Сомс увидел протянутый ему носовой платок. Он взял его с присущей ему подозрительностью и поднес к носу. Запах был правильный – чуть пахло одеколоном, метка в уголке. Несколько успокоившись. Сомс поднял глаза на молодого человека. У него были уши фавна, смеющийся рот со щеточкой усов над углами губ и маленькие живые глаза. В одежде ничего экстравагантного.

– Благодарю вас, – сказал он и, движимый раздражением против скульптора, добавил: – Рад слышать, что вы цените красоту; в наши дни это редкость.

– Я на ней помешан, – сказал молодой человек. – Но мы с вами, сэр, последние представители старой гвардии.

Сомс улыбнулся.

– Если вы в самом деле любите живопись, вот вам моя карточка. В любое воскресенье я могу показать вам несколько недурных картин, если вам придет охота, катаясь по реке, заглянуть ко мне.

– Страшно мило с вашей стороны, сэр. Заскочу непременно. Меня зовут Монт, Майкл Монт.

Он поспешно снял шляпу.

Сомс, уже раскаиваясь в своем внезапном порыве, также слегка приподнял шляпу и покосился на второго из молодых людей. Лиловый галстук, препротивные бачки, точно два слизняка, и презрительно прищуренные глаза – вероятно, поэт!

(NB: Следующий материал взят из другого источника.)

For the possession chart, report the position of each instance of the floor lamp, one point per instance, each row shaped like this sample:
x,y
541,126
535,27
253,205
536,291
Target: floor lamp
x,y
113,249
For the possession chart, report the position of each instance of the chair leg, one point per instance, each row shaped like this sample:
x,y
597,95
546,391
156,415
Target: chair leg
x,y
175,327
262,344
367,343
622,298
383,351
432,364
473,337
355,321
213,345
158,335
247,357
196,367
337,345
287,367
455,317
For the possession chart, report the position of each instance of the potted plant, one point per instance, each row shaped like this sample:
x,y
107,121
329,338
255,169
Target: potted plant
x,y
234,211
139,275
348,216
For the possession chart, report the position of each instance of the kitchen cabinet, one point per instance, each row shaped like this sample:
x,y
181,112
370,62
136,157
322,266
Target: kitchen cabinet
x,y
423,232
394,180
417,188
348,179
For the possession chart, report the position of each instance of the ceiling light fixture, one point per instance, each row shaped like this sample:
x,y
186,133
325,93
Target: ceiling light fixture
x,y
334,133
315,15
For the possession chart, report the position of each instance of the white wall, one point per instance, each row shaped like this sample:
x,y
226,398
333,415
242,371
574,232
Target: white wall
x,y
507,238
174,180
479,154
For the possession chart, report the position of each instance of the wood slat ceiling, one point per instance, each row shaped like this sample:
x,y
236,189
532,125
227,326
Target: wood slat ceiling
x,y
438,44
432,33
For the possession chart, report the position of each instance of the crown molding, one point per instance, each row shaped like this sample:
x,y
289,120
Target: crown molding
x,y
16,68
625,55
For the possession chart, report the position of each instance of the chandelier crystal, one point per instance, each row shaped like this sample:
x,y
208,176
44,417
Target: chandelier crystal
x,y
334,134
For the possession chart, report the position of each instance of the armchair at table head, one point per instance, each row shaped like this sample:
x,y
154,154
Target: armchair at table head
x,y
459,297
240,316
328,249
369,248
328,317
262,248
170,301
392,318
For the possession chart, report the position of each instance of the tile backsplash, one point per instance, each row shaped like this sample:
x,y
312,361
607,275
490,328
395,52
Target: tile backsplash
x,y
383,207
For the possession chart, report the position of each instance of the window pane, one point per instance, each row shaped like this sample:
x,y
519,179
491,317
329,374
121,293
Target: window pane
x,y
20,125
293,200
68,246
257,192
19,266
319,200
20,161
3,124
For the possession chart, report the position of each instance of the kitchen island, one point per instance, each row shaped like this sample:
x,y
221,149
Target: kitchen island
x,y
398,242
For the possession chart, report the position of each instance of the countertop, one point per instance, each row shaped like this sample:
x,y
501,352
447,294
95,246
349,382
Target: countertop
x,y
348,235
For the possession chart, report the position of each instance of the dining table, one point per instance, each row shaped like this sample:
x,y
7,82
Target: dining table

За много лет Сомс в первый раз допустил подобную оплошность и, взволнованный, уселся в нише. Чего ради ему вздумалось дать свою карточку какому-то вертоплясу, который водится с подобными субъектами? И образ Флер, всегда таившийся за каждым его помыслом, выступил, как с боем часов выступает заводная филигранная фигура на старых курантах. На стенде против ниши висело белое полотно, а на нем множество желто-красных, точно помидоры, кубиков – и больше ничего, как показалось Сомсу из его убежища. Заглянул в каталог: N 32, «Город будущего» – Пол Пост. «Полагаю, тоже сатира, – подумал он. – Ну и чушь!» Но следующая его мысль была уже осторожней. Нельзя торопиться с осуждением. Имела же успех – и очень громкий – полосатая мазня Моне[9]; а пуантилисты[10], а Гоген[11]? Даже после постимпрессионистов[12] было два-три художника, над которыми смеяться не приходится. За те тридцать восемь лет, что Сомс был ценителем живописи, он наблюдал столько «движений», столько было приливов и отливов во вкусах и в самой технике письма, что мог бы сказать с уверенностью только одно: на всякой перемене моды можно заработать. Возможно, что и теперь перед ним был один из тех случаев, когда надо или подавить в себе врожденные инстинкты, или упустить выгодную сделку. Он встал и застыл перед картиной, мучительно стараясь увидеть ее глазами других. Над желто-красными кубиками оказалось нечто, что он принял было за лучи заходящего солнца, пока кто-то из публики не сказал мимоходом: «Удивительно дан аэроплан, не правда ли» Под кубиками шла белая полоса, иссеченная черными вертикалями, которым Сомс уж вовсе не мог подобрать никакого значения, пока не подошел кто-то еще и не прошептал: «Сколько экспрессии придает этот передний план!» Экспрессия? Выразительность? А что же тут выражено? Сомс вернулся к своему креслу в нише. «Умора», – сказал бы его отец и не дал бы за эту вещь ни полпенни. Экспрессия! На континенте, как он слышал, теперь все поголовно стали экспрессионистами. Докатилось, значит, и до нас. Ему вспомнилась первая волна инфлюэнцы в тысяча восемьсот восемьдесят седьмом или восьмом году, которая шла, как говорили, из Китая. А откуда, интересно, пошел экспрессионизм? форменная эпидемия!